Their new release Live offers a half-dozen cuts (the shortest clocking in at just over 10 minutes) and is a total jamfest from beginning to end. Joining founding members Jeff Otto (vocals, bass, ukulele, guitar), Bob Stirner (vocals, guitar, bass), and Bud Burroughs (mandolin, bouzouki, and keys) is drummer Tim Kelly – blessed with a jazzman’s groove, a flair for funk, and a rock ‘n’ roll heart. Chip Desnoyers adds spacey and lovely pedal steel to a couple of the tunes on Live; elsewhere, Tom Hampton’s soaring lap steel provides a layer of tastiness.
Right off the bat, it needs to be acknowledged that Bud Burroughs ought to be arrested for being too damn good at too many things. For years, Burroughs has been Boris Garcia’s master of the mando and ‘zouk, his eight-string work helping to define the band’s sound. It wasn’t until the last studio album (2011’s Today We Sail) that Burroughs really stepped into the forefront with some impressive piano and organ work – and if that wasn’t enough of a “Where the hell did that come from?” moment, Live finds him propelling several of the jams to some place far away with his killer keys.

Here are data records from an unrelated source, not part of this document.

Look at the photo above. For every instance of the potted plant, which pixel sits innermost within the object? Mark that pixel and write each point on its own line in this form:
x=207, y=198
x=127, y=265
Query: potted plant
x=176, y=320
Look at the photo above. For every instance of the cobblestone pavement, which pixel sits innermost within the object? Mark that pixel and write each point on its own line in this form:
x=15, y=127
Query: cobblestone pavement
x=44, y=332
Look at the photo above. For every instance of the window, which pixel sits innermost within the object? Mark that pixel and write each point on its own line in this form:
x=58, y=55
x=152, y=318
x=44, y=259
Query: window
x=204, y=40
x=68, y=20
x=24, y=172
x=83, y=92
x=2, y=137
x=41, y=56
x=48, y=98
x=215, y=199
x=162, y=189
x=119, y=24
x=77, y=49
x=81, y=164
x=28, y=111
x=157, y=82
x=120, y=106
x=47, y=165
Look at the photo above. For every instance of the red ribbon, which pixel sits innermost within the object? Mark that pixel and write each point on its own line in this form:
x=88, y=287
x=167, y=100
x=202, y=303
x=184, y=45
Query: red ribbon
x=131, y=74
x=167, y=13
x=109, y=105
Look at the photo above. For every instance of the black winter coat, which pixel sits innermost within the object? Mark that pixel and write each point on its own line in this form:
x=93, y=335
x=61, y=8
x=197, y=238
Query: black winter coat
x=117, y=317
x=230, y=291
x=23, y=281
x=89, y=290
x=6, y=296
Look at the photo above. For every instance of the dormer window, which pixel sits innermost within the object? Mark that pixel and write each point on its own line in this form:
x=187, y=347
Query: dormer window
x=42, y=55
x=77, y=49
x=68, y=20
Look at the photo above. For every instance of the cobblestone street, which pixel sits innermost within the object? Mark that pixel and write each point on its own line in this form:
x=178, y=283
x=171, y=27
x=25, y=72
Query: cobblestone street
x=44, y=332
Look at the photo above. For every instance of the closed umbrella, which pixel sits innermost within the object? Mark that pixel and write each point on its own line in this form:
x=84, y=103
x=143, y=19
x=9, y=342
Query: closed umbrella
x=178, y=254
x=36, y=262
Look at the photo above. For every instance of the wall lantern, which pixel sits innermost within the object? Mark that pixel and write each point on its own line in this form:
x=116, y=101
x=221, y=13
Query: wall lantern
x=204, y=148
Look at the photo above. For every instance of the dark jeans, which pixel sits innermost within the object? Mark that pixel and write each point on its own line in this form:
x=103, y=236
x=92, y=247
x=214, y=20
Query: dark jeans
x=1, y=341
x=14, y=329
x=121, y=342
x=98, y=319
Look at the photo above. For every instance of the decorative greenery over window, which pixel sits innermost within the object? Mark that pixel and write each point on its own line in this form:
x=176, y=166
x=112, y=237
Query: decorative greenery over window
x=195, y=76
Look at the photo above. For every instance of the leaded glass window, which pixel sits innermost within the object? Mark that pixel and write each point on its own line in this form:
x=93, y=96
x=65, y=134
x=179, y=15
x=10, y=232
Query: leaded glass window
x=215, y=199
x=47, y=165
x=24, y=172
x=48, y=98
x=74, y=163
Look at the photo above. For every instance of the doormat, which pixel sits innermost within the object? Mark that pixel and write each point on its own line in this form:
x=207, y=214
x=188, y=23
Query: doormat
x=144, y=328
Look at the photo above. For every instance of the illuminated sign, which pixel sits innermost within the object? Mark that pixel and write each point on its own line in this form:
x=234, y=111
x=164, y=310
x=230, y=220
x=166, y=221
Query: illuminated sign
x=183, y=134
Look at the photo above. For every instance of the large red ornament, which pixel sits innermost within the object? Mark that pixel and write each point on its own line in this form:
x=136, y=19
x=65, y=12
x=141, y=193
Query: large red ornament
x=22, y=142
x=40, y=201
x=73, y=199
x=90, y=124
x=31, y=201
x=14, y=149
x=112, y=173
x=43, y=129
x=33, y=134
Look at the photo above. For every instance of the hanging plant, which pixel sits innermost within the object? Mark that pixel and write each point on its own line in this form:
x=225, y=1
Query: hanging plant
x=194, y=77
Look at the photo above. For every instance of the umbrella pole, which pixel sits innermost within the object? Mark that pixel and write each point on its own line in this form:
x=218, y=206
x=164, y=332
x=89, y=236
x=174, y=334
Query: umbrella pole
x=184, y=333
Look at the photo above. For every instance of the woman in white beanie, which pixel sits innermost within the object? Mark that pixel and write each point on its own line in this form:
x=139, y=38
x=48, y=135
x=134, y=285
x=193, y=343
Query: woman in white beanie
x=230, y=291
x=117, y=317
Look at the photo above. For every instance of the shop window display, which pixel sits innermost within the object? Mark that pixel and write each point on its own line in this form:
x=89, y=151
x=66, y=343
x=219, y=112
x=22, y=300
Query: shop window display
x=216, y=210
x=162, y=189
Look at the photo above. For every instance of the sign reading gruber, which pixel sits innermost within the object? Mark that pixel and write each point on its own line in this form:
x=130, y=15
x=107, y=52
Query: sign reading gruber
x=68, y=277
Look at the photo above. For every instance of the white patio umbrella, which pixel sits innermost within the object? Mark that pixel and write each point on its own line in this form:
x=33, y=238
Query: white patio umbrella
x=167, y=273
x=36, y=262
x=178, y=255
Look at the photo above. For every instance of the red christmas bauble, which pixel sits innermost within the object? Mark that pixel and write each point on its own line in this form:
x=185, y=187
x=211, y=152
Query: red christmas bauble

It’s Burroughs’ piano that leads the beautiful glide of the brand-new “Waters Blue”, with Otto on lead vocals. The jam begins with a major-flavored exploration, Stirner’s punchy, aggressive bass combining with Kelly’s rhythms to challenge things without ever losing a grip on the groove. Desnoyers maintains a high-altitude reconnaissance on the pedal steel as things evolve into an angular piano/bass freakout of the nicest sort. Eventually, the band touches down softly; Kelly fastens the beat in place; and Otto comes in with one more bouncy Boris Garcia-y verse. (And take note that Burroughs has at this point gone totally Garth Hudson on the organ to finish the tune in grand style. It’s madness, I tell you.)
Don’t worry, though: fans of Burroughs’ talents on things with strings will find plenty to love on Live as well. Take “Long Black Hair”, for instance: Burroughs’ mandolin chugs along to either side of the beat, working the rhythm like a safecracker as the vibe swings from Appalachian to Tibetan; a wild cascade of mando gives way to the moan of Hampton’s lap steel as the song tumbles into a dark, dark place (when did the sun turn black?); but Bob Stirner guides things back to the original groove in the final moments with one last verse to seal the deal.